Columbus, OH - August 2016
The only effective therapy available for calcific aortic valve disease (CAVD) is native valve replacement. With up to 33 percent of the general population affected by the disease, this costly surgical option is far from ideal.
“Biological replacement tissue valves will likely calcify, and mechanical valves fail to grow with pediatric patients,” says Joy Lincoln, PhD, principal investigator in the Center for Cardiovascular Research at The Research Institute at Nationwide Children’s Hospital. “Additional surgeries are common, and anti-coagulant therapy is required for the rest of patients’ lives.”
Ongoing research at Nationwide Children’s into the causes of CAVD – supported by a recent four-year, $2.5 million grant from the National Heart, Lung, and Blood Institute at the National Institutes of Health – may ultimately result in medical therapies to prevent calcification, or to stop the process already underway.
Awarded to Dr. Lincoln, Vidu Garg, MD and Brenda Lilly, PhD, the grant continues an investigation into CAVD which began in 2005, when Dr. Garg found mutations in the human genetic regulator NOTCH1 that prevent the buildup of calcium deposits on the aortic valve. In 2013, Drs. Garg, Lincoln, Lilly and their collaborators found that NOTCH1 function is turned on and off by nitric oxide.

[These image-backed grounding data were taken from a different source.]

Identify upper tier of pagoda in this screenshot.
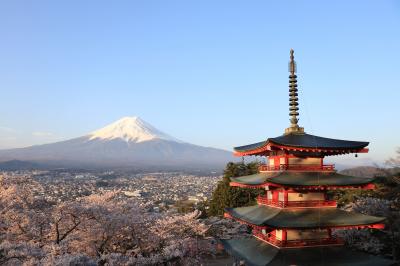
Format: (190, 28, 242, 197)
(234, 49, 369, 158)
(234, 134, 369, 157)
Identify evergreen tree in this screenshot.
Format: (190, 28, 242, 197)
(207, 161, 262, 217)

“We know what causes calcification – lack of nitric oxide in the system. What we don’t know is what causes the valve interstitial cells to change and calcify, and that definitely hinders new treatment development,” explains Dr. Lilly, principal investigator in the Center for Cardiovascular Research and The Heart Center at Nationwide Children’s. “This grant will allow us to determine how nitric oxide regulates Notch1 activity to prevent valve interstitial cells from changing and causing calcification, and whether we can use nitric oxide donors to stop that process where it’s already occurring.”

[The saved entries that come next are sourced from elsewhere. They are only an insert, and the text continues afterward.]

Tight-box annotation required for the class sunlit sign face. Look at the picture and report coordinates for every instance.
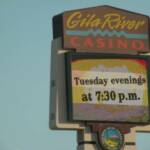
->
[65,52,150,123]
[53,6,150,54]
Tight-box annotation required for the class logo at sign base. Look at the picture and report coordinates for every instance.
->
[100,127,124,150]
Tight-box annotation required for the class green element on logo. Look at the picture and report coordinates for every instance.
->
[101,127,124,150]
[66,29,148,39]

The team of researchers also hopes to identify how the Notch1 receptor is affected in the absence of nitric oxide to prevent CAVD in otherwise healthy individuals. They plan to use their findings from this relationship for therapies that may remove the need for the aortic valve replacement.
“This research addresses a serious knowledge gap in our understanding of what leads to the diseased state of CAVD, which has risk factors similar to atherosclerosis – hypertension, diabetes, and hypercholesteremia,” says Dr. Garg, director of the Center for Cardiovascular Research and cardiologist in The Heart Center at Nationwide Children’s. “All of these contribute to endothelial cell dysfunction, and this grant will help us elucidate how this communication of nitric oxide and endothelial cells occurs and can lead to novel therapies for this disease.”

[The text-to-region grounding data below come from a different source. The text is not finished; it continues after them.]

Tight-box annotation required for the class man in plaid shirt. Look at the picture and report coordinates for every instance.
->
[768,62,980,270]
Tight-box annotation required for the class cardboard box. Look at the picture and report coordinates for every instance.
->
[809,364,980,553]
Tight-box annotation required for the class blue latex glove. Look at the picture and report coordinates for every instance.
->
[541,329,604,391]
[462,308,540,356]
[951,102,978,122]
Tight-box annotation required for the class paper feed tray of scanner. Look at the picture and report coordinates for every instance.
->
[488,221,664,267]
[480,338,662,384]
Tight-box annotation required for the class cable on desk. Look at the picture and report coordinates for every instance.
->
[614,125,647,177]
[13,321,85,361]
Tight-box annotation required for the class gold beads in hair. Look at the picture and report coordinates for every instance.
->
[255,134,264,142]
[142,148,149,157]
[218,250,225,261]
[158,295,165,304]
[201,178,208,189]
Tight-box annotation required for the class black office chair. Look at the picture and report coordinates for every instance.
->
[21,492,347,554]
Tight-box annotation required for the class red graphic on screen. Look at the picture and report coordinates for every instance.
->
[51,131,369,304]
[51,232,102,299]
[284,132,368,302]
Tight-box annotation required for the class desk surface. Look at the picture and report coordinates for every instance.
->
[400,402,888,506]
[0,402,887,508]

The findings from this research may ultimately lead to animal and clinical trials for nonsurgical treatment of CAVD, as well as potential treatments of other cardiac diseases and dysfunctions, which are widely affected by the presence of nitric oxide in the cardiovascular system, the researchers say.
Garg V, Muth AN, Ransom JF, Schluterman MK, Barnes R, King IN, Grossfeld PD, Srivastava D. Mutations in NOTCH1 cause aortic valve disease. Nature. 2005 Sep 8.
Bosse K, Hans CP, Zhao N, Koenig SN, Huang N, Guggilam A, LaHaye S, Tao G, Lucchesi PA, Lincoln J, Lilly B, Garg V. Endothelial nitric oxide signaling regulates Notch1 in aortic valve disease. Journal of Molecular and Cellular Cardiology. 2013 April 11.